On Thursday morning the hospital called to report that Dad had suffered a cardiac arrest at about 6am. He had come through that but they still thought we should come in. We arrived at about 9am not knowing what to expect. Dad was unconscious and propped up in bed on oxygen. His breathing was noisy and laboured – something that Mum particularly felt upsetting. All of the immediate family (Mum, Adrian and Heather) were there and we were joined by Dad’s brother who had driven up from Southampton.
I took Mum home in the afternoon and returned in the evening with Heather to see Dad. He was much more peaceful, lying down and still receiving oxygen. We spent about an hour with him talking to him and to each other. My Uncle Noel (Dad’s brother-in-law) joined us towards the end. We left him at about 8.30pm happy that he was in God’s hands and He would take him in his own time. Dad passed away at about 10.30pm. I like to think that he deliberately waited until he was alone because he wouldn’t want to put anyone through seeing him take his final breath.
Dad’s passing leaves an immense hole in our lives. He was a much-loved husband, father, grandfather, brother, uncle, cousin and friend. While it is a relief for him that he is no longer suffering any pain and discomfort and is now with his Lord, for those who are left, and particularly Mum, whose life has been marked by loving care and unstinting devotion to her husband, it will be a long and difficult path to walk.
We are thankful that as Christians we do not walk this path alone. One of my favourite Psalms, Psalm 121 says:
1 I lift up my eyes to the hills — where does my help come from?
2 My help comes from the Lord, the Maker of heaven and earth.
3 He will not let your foot slip — he who watches over you will not slumber;
4 indeed, he who watches over Israel will neither slumber nor sleep.

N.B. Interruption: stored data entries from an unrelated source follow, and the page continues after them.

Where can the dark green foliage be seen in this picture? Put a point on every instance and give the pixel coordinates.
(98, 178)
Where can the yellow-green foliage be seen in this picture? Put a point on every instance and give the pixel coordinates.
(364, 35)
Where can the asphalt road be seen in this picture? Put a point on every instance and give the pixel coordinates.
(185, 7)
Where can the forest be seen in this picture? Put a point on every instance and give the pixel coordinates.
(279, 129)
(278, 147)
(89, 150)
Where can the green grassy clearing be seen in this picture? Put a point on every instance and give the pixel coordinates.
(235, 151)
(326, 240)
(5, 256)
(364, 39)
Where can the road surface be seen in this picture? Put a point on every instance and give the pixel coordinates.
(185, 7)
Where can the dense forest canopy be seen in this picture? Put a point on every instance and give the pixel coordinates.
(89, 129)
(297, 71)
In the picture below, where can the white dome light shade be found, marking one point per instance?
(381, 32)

5 The Lord watches over you — the Lord is your shade at your right hand;
6 the sun will not harm you by day, nor the moon by night.
7 The Lord will keep you from all harm — he will watch over your life;
8 The Lord will watch over your coming and going both now and forevermore.

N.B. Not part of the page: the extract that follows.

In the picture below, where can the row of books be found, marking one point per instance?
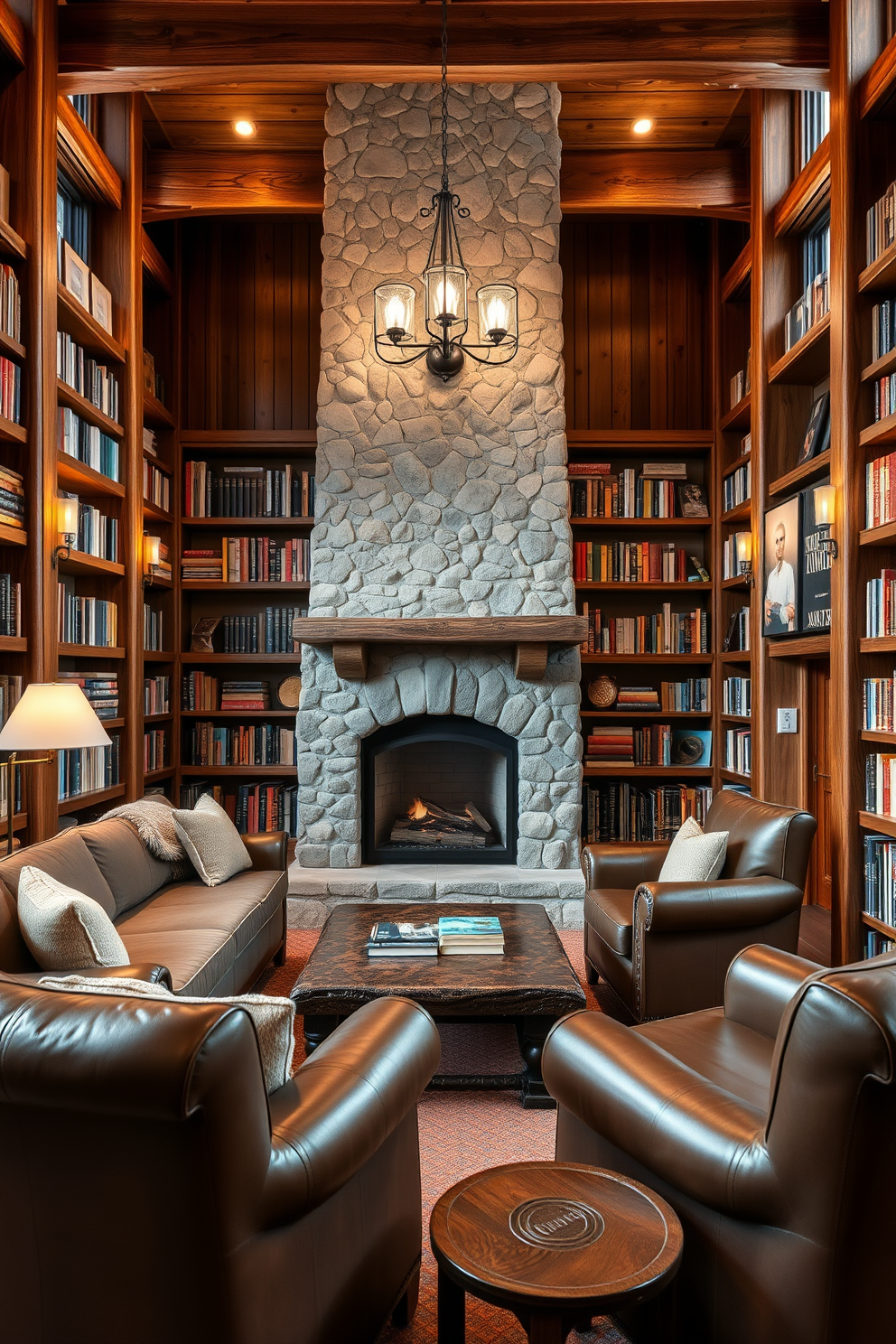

On 20th January 2011 my life changed forever when I lost the best father I could ever hope to have. A man whose final years were so beset with illness and yet marked out with such bravery, acceptance and good humour. A man who I was immensely proud to call my Dad and someone who I can only try to measure up to as I bring up my own children.
I won’t remember him gasping out his final breaths on a bed in hospital, but rather, full of life, with that trademark smile and a twinkle in his eye.
Goodbye Dad. I’ll see you again one day. I love you and miss you more than you will ever know.